Analysis: the new Euro 7 emission standards and their impact on the car market 

Who benefits and who suffers

After repeated delays, the European Commission published last week its proposed Euro 7 pollution rules, replacing Euro 6, which came into force in 2014. This is important because it will probably be the final regulations for internal combustion engines adopted in the Europe, as the EU will only require sales of zero-emission vehicles after 2035.

Car manufacturers had fought against the new rules, arguing that money spent on new compliance measures could be better invested in reducing the cost of electrification and that there is little need for new rules because the proportion of internal combustion engine sales will continue to fall before the 2035 deadline for zero emissions.

Stellantis CEO, Carlos Tavares, recently described the Euro 7 "diversion from the main objective of electrification".
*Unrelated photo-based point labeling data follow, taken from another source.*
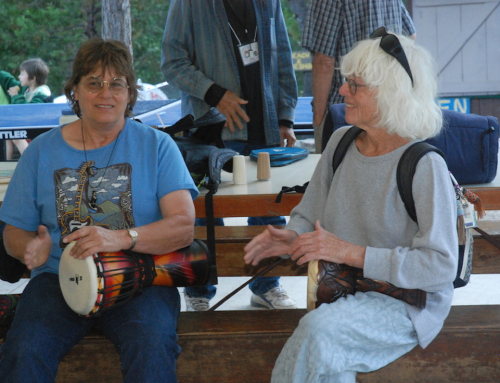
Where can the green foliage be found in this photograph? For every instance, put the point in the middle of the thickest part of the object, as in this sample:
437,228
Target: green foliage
148,23
47,29
54,29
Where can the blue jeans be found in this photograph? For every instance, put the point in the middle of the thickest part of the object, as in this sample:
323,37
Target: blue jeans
45,329
260,285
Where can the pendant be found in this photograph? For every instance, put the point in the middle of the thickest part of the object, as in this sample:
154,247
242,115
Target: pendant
93,199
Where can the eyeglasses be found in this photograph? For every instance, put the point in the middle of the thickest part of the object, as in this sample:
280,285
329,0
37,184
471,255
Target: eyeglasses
392,46
353,85
116,86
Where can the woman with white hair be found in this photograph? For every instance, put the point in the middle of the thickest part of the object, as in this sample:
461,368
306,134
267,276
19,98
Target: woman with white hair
356,217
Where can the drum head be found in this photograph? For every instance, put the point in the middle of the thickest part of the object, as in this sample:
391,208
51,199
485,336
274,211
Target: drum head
78,280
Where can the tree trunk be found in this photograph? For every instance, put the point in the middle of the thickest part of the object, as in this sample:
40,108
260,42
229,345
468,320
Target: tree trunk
116,21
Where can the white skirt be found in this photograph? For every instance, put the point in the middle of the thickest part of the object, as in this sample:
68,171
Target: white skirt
361,332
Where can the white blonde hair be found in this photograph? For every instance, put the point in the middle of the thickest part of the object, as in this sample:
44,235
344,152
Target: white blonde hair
410,112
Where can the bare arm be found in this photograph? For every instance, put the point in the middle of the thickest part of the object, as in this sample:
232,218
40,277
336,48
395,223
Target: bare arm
172,232
322,77
31,248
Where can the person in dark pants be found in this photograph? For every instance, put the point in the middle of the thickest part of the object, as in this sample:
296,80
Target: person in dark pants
232,59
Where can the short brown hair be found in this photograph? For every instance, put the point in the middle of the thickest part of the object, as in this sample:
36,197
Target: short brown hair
36,68
107,54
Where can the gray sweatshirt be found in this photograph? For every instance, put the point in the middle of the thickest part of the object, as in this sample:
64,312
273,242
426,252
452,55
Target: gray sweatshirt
362,205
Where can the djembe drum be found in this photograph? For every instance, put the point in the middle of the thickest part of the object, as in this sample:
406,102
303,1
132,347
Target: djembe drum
104,281
329,281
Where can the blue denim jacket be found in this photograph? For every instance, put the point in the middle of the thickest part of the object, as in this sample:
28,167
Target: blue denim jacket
197,51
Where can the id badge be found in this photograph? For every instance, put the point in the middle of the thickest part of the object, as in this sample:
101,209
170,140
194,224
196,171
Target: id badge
469,215
249,53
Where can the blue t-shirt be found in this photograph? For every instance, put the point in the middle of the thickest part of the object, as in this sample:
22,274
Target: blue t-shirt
51,185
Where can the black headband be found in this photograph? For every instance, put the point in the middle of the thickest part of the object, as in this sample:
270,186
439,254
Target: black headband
392,46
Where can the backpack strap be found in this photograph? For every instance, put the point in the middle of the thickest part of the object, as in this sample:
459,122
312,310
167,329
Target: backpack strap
343,146
406,170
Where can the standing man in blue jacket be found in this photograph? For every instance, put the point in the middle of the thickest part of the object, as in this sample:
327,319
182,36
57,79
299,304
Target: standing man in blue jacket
232,59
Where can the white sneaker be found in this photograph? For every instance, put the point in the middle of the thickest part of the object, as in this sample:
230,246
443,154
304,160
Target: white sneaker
274,299
196,304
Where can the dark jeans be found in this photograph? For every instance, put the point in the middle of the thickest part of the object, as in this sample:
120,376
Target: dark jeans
45,329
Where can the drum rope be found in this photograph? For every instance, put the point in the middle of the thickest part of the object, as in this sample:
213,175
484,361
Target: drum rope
259,274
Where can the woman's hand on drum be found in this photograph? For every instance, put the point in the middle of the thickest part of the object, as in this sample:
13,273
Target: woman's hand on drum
37,250
271,242
94,239
321,244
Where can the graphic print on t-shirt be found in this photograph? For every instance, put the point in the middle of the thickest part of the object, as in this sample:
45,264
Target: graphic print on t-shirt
88,196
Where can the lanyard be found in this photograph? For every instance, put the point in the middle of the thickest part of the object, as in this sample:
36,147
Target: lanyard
237,38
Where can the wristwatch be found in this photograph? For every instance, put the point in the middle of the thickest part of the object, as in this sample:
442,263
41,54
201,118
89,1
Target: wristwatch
133,235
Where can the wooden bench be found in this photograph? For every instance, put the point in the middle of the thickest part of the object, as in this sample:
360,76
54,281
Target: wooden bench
242,346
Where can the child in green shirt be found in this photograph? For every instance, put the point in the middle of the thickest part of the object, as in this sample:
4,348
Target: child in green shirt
31,87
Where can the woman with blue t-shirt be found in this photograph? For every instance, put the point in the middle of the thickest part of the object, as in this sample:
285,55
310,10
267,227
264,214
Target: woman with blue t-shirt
108,183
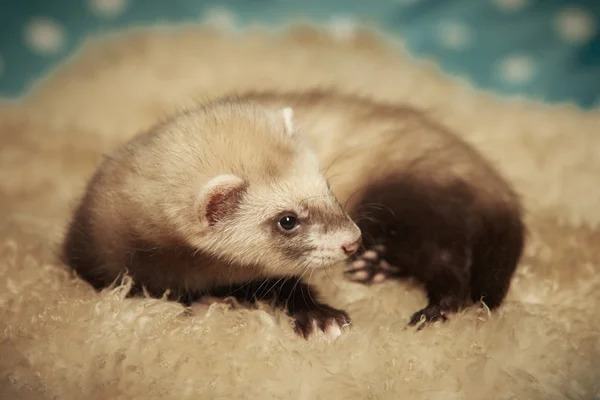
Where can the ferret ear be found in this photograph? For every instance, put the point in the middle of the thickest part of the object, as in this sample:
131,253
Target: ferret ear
220,197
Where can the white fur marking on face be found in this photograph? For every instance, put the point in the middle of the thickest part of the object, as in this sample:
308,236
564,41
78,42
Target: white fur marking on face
288,117
331,244
370,255
332,332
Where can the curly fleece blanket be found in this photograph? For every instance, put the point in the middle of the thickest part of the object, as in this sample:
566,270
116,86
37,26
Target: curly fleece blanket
59,339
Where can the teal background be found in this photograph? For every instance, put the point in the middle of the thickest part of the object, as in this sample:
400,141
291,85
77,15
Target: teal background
528,35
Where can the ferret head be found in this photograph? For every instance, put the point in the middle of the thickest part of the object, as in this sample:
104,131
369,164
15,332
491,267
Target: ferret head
267,204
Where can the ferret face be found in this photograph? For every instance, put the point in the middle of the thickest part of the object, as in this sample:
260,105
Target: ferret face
287,227
301,225
281,215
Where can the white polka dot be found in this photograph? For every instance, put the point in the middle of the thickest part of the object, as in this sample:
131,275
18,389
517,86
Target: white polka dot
517,69
44,35
454,35
343,27
220,18
107,8
575,25
511,5
406,2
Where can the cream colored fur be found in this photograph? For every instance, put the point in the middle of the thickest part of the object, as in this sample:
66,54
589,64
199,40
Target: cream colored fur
62,340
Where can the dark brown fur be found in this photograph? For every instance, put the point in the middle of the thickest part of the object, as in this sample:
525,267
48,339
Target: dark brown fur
443,236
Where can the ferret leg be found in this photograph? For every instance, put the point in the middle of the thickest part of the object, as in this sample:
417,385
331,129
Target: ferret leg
297,298
371,267
310,315
446,291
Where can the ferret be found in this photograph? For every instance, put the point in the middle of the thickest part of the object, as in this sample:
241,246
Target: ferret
222,200
247,194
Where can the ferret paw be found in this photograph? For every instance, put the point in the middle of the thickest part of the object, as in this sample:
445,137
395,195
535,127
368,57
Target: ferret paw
370,267
325,319
428,315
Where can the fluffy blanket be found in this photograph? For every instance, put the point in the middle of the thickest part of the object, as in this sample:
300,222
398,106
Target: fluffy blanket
59,339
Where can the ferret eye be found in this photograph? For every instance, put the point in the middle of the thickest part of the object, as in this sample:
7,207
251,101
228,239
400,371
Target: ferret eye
288,222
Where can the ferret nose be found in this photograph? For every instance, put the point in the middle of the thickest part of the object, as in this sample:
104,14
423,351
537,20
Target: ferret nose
350,248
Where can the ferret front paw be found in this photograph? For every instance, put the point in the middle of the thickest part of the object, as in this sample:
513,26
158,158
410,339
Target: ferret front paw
327,319
370,267
428,315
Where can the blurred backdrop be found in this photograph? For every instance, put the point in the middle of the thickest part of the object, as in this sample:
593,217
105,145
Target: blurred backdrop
542,49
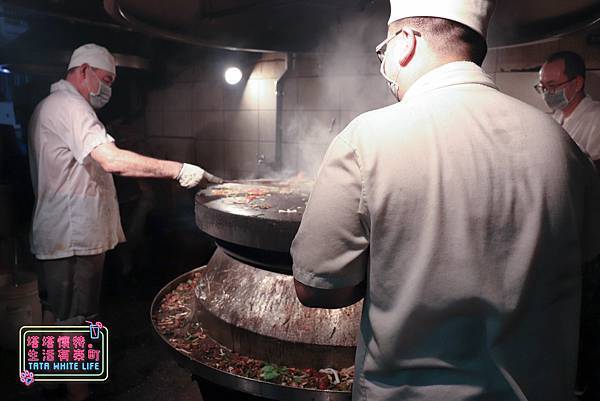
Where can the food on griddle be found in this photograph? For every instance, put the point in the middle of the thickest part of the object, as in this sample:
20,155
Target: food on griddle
255,195
173,321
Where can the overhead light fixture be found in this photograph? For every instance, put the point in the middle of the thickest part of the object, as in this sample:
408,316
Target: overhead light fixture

 The recent rise in inflation and car prices in Europe has added strength to this argument. It is not clear whether this has had an impact on the European Commission, but the proposed Euro 7 rules were not as strict as some car manufacturers feared.

However, they mark a clear shift away from Euro 6, in particular by unifying standards for diesel and petrol vehicles on pollutants such as nitrogen oxides (NOx), hardening targets for trucks and buses, and setting limits on brake dust and tyre particles, which will be the main source of road transport pollution in the zero emission era.
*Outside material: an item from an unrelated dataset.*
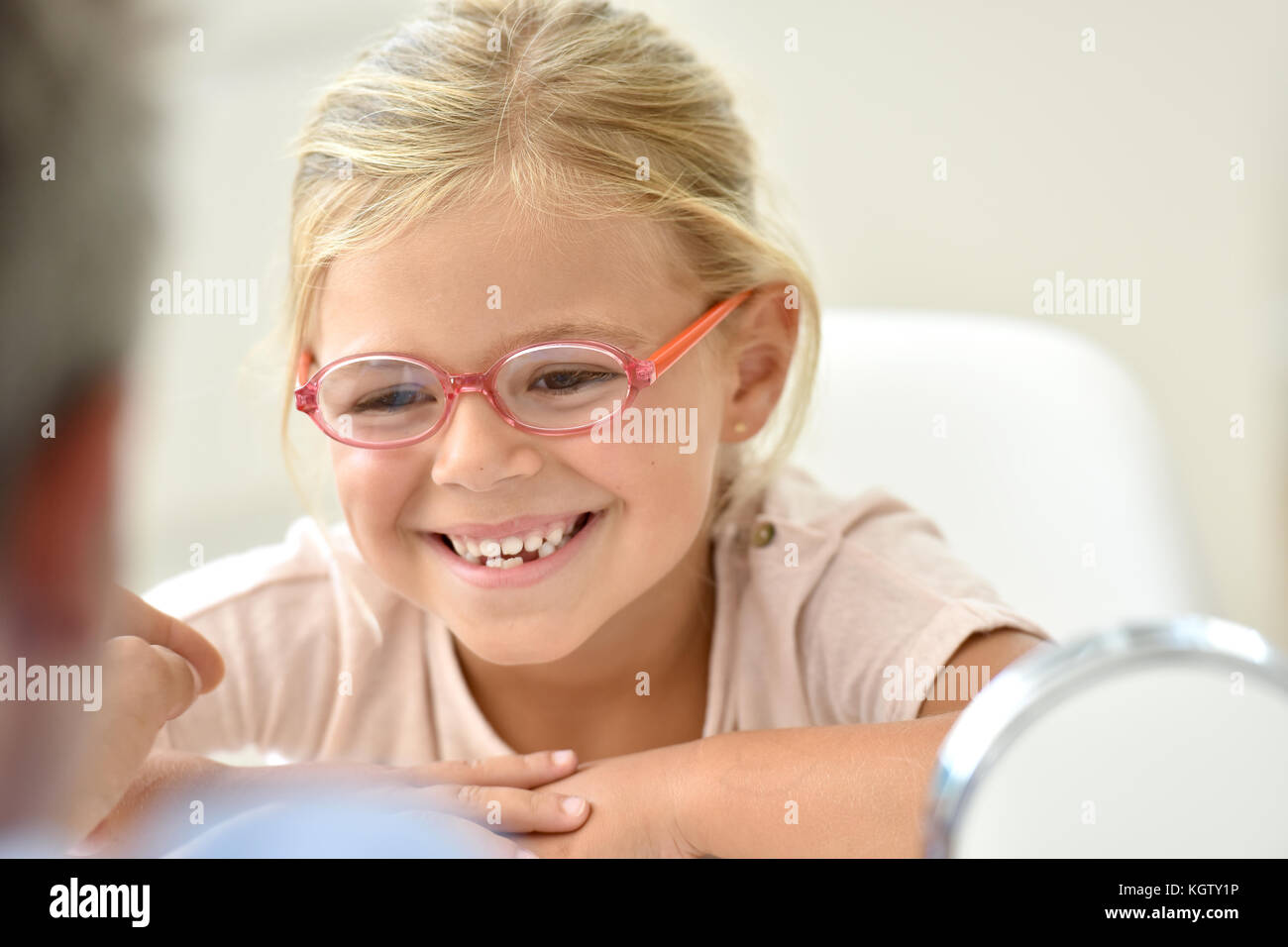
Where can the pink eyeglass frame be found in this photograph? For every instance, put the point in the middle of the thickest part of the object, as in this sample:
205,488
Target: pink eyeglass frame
640,372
The regulations are now subject to ratification by the European Parliament and the Council. The expectation is that they will enter into force for passenger cars and vans in July, and for trucks and buses in 2027.

Reaction to the proposal was mixed last week, but there are some clear (and not so clear) winners and losers.

Winners

Air quality: The European Union says long-term exposure to fine particulate matter and NOx pollution from road traffic was responsible for more than 70,000 premature deaths in 2018, with 300,000 deaths from all air pollution. Road transport accounted for 39% of harmful NOx emissions that year, the EU says.

The inhabitants of the cities: Many who do not own cars are particularly affected, as road transport accounts for 47% of NOx emissions in cities. Reducing such pollutants could save thousands of lives in the future. In 2035, the EU says, Euro 7 regulations will reduce NOx emissions from passenger cars and vans by 35% and by 56% for buses and vans. Brake particulate matter will be reduced by 27 per cent.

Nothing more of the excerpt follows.